I need to keep the ID's short so they can be remembered or shared easily. Security isn't a big issue, so I'm not worried about people trying random ID's, but I don't want the ID's to be predictable, so there can't be an opportunity for a user to notice that the ID's increment by 3 every time allowing them to just work their way backwards through the ID's and download the ID data one-by-one (ex. A5F9, A5F6, A5F3, A5F0 == BAD).
I don't want to just loop through random strings checking for uniqueness since this would increase database load over time as key's are used up. The intention is that hashing a unique incrementing counter would guarantee ID uniqueness up to a certain counter value, at which point the length of the generated ID's would be increased by one and the counter reset, and continue this pattern forever.
Does anybody know of any hashing functions which would suit this need, or have any other ideas?
Edit: I do not need to be able to reverse the function to get the counter value back.
The tough part, as you realize, is getting to a no-collision sequence guaranteed.
If "not obvious" is the standard you need for guessing the algorithm, a simple mixed congruential RNG of full period - or rather a sequence of them with increasing modulus to satisfy the requirement for growth over time - might be what you want. This is not the hash approach you're asking for, but it ought to work.

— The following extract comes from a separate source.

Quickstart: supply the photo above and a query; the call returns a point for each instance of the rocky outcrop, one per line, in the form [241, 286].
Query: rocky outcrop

This presentation covers the basics of MCRNGs and sufficient conditions for full period in a very concise form. There are many others.

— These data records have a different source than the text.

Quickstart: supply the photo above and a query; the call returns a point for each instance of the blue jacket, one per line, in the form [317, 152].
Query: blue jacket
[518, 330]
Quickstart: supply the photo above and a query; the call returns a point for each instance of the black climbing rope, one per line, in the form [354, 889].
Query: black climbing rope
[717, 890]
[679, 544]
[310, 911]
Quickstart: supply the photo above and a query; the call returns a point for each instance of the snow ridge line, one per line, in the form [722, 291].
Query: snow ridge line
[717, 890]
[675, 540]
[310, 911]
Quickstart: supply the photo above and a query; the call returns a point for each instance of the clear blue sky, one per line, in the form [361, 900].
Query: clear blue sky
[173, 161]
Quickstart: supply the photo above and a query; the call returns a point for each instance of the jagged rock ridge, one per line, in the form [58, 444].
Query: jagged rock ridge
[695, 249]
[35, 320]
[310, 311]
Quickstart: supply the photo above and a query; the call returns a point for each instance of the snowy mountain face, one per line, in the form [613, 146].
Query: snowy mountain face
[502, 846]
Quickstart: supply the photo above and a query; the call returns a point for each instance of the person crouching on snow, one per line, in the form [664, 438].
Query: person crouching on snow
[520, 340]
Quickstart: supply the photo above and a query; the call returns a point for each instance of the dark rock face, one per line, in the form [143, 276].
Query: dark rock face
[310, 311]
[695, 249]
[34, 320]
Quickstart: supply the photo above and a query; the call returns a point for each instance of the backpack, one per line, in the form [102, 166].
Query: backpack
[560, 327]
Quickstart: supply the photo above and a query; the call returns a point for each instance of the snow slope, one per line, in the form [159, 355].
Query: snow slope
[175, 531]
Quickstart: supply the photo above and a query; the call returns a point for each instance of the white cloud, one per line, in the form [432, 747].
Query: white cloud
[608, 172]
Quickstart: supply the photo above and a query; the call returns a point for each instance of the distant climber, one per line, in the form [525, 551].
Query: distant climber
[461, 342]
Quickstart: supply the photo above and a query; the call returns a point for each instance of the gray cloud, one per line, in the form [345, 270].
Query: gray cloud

You'd first use the lowest modulus MCRNG starting with an arbitrary seed until you've "used up" its cycle and then advance to the next largest modulus.

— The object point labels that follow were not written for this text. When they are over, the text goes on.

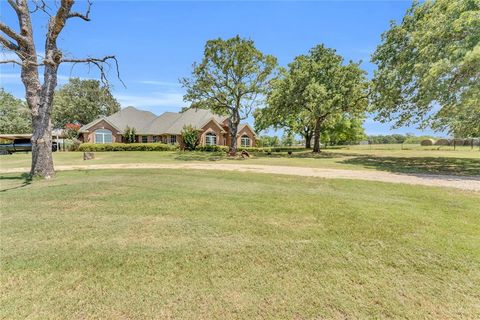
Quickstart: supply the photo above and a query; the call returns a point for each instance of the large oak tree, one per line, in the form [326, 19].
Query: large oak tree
[429, 68]
[39, 94]
[230, 80]
[317, 88]
[14, 114]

You will want to "step" the moduli to ensure uniqueness. For example if your first IDs are 12 bits and so you have a modulus M1 <= 2^12 (but not much less than), then you advance to 16 bits, you'd want to pick the second modulus M2 <= 2^16 - M1. So the second tier of id's would be M1+x_i where x_i is the i'th output of the second rng. A 32-bit third tier would have modulus 2^32-M2 and its output would be be M2+y_i, where y_i is its output, etc.
The only persistent storage required will be the last ID generated and the index of the MCRNG in the sequence.
Someone with time on their hands could guess this algorithm without too much trouble. But a casual user would be unlikely to do so.
Let's say that your counter is range from 1 to 10000. Slice [1, 10000] to 10 small unit, each unit contain 1000 number.These small unit will keep track of their last id.
unit-1 unit-2 unit-10
[1 1000], [1001, 2000], ... ,[9000, 10000]
When you need a ID, just random select from unit 1-10, and get the unit's newest ID.
e.g
At first, your counter is 1, random selection is unit-2, than you will get the ID=1001;
Second time, your counter is 2, random selection is unit-1, than you will get the ID=1;
Third time, your counter is 3, random selection is unit-2, than you will get the ID=1002;
...and so on.
(This was a while ago but I should write up what I ended up doing...)
The idea I came up with was actually pretty simple. I wanted alphanumeric pins, so that works out to 36 potential characters for each character, and I wanted to start with 4 character pins so that works out to 36^4 = 1,679,616 possible pins. I realized that all I wanted to do was take all of these possible pins and throw away a percentage of them in a random way such that a human being had a low chance of randomly finding one. So I divide 1,679,616 by 100 and then multiply my counter by a random number between 1 and 100 and then encode that number as my alphanumeric pin. Problem solved!
By guessing a random combination of 4 letters and numbers you have a 1 in 100 chance of actually guessing a real in-use pin, which is all I really wanted. In my implementation I increment the pin length once the available pin space is exhausted, and everything worked perfectly! Been running for about 2 years now!